On every construction site, engineering works location and the vast majority of places where dangerous work is carried out, the distinct look of high-visibility safety workwear is a ubiquitous sight.

It is typically a legal requirement to provide high visibility clothing suitable for a particular worksite whenever it is needed, and it should be fit for purpose, hard wearing and long-lasting.

It also often needs to be a standard shade of yellow with retro-reflective strips, but the reason why yellow became the most common standard colour for high visibility purposes is fascinating and does not originate with clothing.

The origins of yellow as a safety colour are believed to have started with Dr Frank Cyr, a professor at Columbia University and a conference he arranged to determine a group of safety standards for school buses in the United States.

As school buses pick up children at dawn and dusk, which can be particularly dark in certain parts of the country at certain times of the year, a bus that is set to be used by children needs to be highly visible in a wide range of conditions.
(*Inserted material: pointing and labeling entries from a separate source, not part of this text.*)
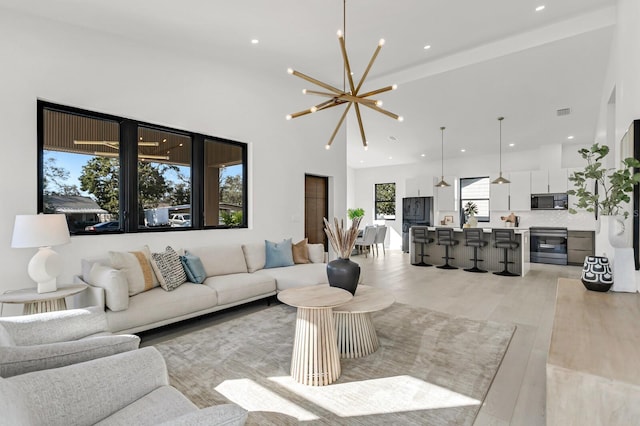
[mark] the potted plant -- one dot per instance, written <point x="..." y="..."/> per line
<point x="355" y="213"/>
<point x="470" y="210"/>
<point x="343" y="272"/>
<point x="609" y="200"/>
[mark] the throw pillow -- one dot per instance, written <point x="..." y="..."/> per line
<point x="169" y="269"/>
<point x="301" y="252"/>
<point x="193" y="267"/>
<point x="278" y="254"/>
<point x="137" y="268"/>
<point x="114" y="283"/>
<point x="316" y="253"/>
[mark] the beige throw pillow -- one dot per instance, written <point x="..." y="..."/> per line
<point x="136" y="266"/>
<point x="300" y="252"/>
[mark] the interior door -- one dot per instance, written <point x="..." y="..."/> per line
<point x="316" y="207"/>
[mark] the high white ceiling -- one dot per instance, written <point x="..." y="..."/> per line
<point x="487" y="58"/>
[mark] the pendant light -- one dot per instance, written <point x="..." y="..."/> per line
<point x="500" y="180"/>
<point x="442" y="183"/>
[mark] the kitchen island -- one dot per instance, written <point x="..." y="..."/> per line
<point x="461" y="255"/>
At the time, there were no standards for the colour of school transportation, which meant that certain colour vehicles were difficult to see, if not practically invisible in darker conditions, and any identifying text was impossible to make out, in line with the Purkinje Effect.

Dr Cyr, alongside other people at the conference that took place at Teachers College, discussed potential colour options and painted a range of coloured steps along the wall, looking for which ones were most visible when the lights were turned off.

Ultimately, the colour selected was a warm yellow shade, because it was easy to read black text off of it, it was very easy to make out at a distance and because it was currently not used for anything else, it would become associated with school buses.

It would take some time but a similar conclusion would be found around the world, although it was not initially a universal conclusion, and the shade of yellow most associated with safety would be quite different from the yellow-orange hue associated with school buses.

Indeed, the very first high visibility jackets were worn by track workers in Glasgow in 1964 and were fluorescent orange rather than the chartreuse yellow that is most commonly associated with high visibility.

Railway workers in the United Kingdom still use orange clothing to this day, but the use of chartreuse yellow was first considered a suitable shade for high-visibility purposes in the 1970s, after an attempt by ophthalmologist Stephen Solomon to change the colours of fire engines.

His logic, that the yellow-green shade was much more visible at night compared to red, was sound, but despite his evidence that it would be safer and avoid the potential Purkinje Effect issues that red vehicles look invisible in low light conditions, tradition endured and the fire engines stayed red.

However, it would be used for other equipment that needed to be easily visible as well as high-visibility jackets, and has been a standard for safety clothing since 1999.